A Supreme Court judge and the solicitor general have demanded that the Brazilian government act, but this has not moved Jair Bolsonaro’s administration. Everything about this story — detailed in Solicitor General José Levi do Amaral’s report — reveals the rot of privatization and incompetence. The local health officials knew in early January that there was going to be an oxygen shortage imminently, but their warning did not carry any weight. A private contractor who had the job of providing the oxygen informed the government six days before the city ran out of this crucial supply in the fight against COVID-19. Even with the contractor’s information, the government did nothing; it would later say — against all scientific advice — that early treatment for coronavirus did not work. The insensitivity and incompetence of the government of Bolsonaro have led General Prosecutor Augusto Aras to call for a special probe. As Bolsonaro dithered, the government of Venezuela, in an act of solidarity, sent a shipment of oxygen to Manaus.

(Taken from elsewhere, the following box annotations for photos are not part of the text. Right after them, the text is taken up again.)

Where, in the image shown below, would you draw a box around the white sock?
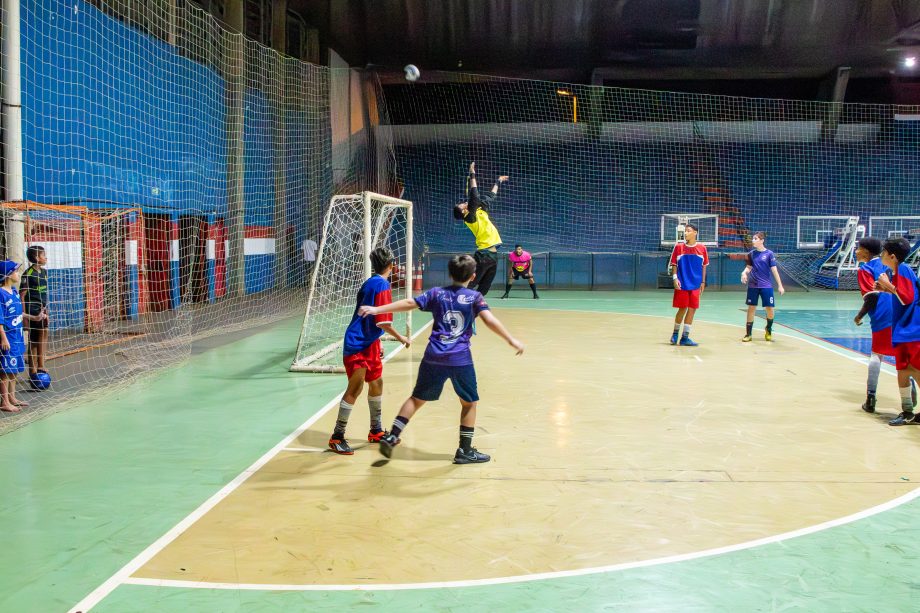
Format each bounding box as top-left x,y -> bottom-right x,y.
367,396 -> 383,432
866,353 -> 882,396
335,400 -> 355,436
899,385 -> 914,413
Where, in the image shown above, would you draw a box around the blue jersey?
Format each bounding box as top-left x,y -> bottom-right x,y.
891,263 -> 920,345
671,242 -> 709,290
342,275 -> 393,356
856,258 -> 893,332
0,289 -> 26,354
745,249 -> 776,289
415,285 -> 489,366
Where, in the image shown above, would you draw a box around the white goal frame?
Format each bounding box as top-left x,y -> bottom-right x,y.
290,192 -> 413,373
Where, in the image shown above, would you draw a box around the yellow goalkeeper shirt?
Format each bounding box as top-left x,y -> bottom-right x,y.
463,208 -> 502,250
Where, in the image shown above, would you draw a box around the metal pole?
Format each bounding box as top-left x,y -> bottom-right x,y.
2,0 -> 26,262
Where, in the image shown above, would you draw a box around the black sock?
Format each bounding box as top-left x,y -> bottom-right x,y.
460,426 -> 475,453
390,415 -> 409,438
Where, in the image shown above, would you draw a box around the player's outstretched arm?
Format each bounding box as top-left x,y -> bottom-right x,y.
358,298 -> 418,317
770,266 -> 786,296
479,311 -> 524,355
377,318 -> 414,347
492,175 -> 508,196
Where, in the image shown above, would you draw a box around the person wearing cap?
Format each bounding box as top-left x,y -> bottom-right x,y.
0,260 -> 48,413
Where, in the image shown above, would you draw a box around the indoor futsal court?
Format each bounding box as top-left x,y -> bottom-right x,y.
3,292 -> 920,611
0,0 -> 920,613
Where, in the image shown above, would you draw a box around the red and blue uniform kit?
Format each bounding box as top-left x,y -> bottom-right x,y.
671,243 -> 709,309
891,263 -> 920,370
856,258 -> 894,356
342,275 -> 393,381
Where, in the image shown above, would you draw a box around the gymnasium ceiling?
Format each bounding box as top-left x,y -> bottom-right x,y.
289,0 -> 920,83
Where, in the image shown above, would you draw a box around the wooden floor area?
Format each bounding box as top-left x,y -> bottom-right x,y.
134,309 -> 920,585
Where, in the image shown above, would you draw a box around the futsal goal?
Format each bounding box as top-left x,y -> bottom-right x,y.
291,192 -> 412,372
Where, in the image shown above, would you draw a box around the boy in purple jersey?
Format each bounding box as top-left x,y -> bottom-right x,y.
741,232 -> 786,343
329,247 -> 411,455
358,255 -> 524,464
875,238 -> 920,426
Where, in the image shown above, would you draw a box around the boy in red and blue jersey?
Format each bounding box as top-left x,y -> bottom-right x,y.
358,255 -> 524,464
875,238 -> 920,426
853,236 -> 894,413
329,247 -> 410,455
670,223 -> 709,347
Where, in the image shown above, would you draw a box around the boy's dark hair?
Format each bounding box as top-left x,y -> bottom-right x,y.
371,247 -> 394,274
882,236 -> 910,264
447,254 -> 476,283
26,245 -> 45,264
856,236 -> 882,255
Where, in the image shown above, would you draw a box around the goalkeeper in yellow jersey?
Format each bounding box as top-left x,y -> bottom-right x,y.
454,162 -> 508,296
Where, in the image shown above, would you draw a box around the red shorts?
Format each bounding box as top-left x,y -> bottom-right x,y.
872,326 -> 895,355
342,338 -> 383,381
894,341 -> 920,370
671,288 -> 700,309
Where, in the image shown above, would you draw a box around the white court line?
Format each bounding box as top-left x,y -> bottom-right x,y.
124,489 -> 920,592
70,321 -> 432,613
70,309 -> 920,613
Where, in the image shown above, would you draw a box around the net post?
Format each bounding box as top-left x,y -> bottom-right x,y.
403,204 -> 421,337
361,192 -> 373,279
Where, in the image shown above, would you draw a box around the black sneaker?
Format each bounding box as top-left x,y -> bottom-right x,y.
379,432 -> 400,458
329,434 -> 355,455
888,411 -> 920,426
454,447 -> 492,464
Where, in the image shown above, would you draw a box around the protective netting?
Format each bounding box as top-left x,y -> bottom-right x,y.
385,70 -> 920,286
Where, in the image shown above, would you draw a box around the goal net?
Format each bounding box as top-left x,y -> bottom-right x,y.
291,192 -> 413,372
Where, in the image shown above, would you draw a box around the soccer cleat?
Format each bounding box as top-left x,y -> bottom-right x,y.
454,447 -> 492,464
379,433 -> 400,458
329,436 -> 355,455
888,411 -> 920,426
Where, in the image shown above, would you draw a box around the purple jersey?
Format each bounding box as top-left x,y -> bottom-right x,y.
415,285 -> 489,366
745,249 -> 776,289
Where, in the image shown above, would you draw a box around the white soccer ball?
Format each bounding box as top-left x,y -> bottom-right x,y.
403,64 -> 422,81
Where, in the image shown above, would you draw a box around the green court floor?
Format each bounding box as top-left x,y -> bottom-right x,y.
0,288 -> 920,612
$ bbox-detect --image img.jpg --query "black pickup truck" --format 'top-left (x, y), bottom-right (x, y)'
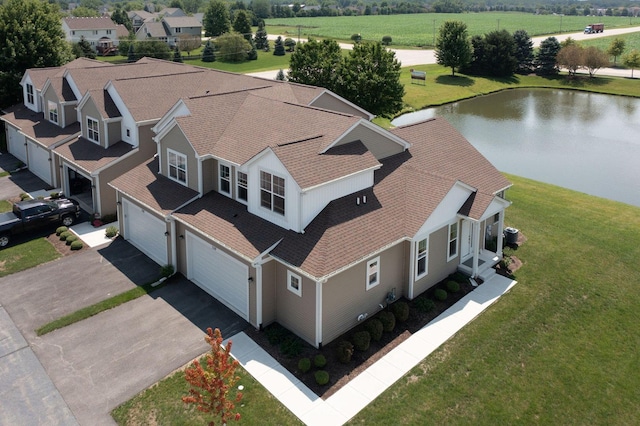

The latest development caused by the government’s toxic mix of privatization, ineptitude, and callousness should strengthen the case brought by Brazil’s health care unions against Jair Bolsonaro at the International Criminal Court (ICC) in July. But the problem is not the fault of Bolsonaro alone or even of Brazil. The problem lies in the neoliberal governments, governments in the United States, the United Kingdom, India, and others, governments whose commitments to profit-making firms and billionaires far outstrip their commitment to their own citizens or to their own constitutions. What we are seeing in countries such as Brazil is a crime against humanity.
It is time to impanel a citizens’ tribunal to investigate the utter failure of the governments of Boris Johnson, Donald Trump, Jair Bolsonaro, Narendra Modi, and others to break the chain of the infection of COVID-19. Such a tribunal would collect the factual information that would ensure that we do not allow these states to tamper with the crime scene; the tribunal would provide the ICC with a firm foundation to do a forensic investigation of this crime against humanity when its own political suffocation is eased.
We should all be outraged. But outrage is not a strong enough word.
A recent report suggests that the government of Bolsonaro put in place a strategy to allow the spread of the virus. All this will be part of the evidence for the citizen’s tribunal. We must not allow amnesia to set in. We must remember and we must build on the kinds of ideas embedded in the Alma-Ata Declaration.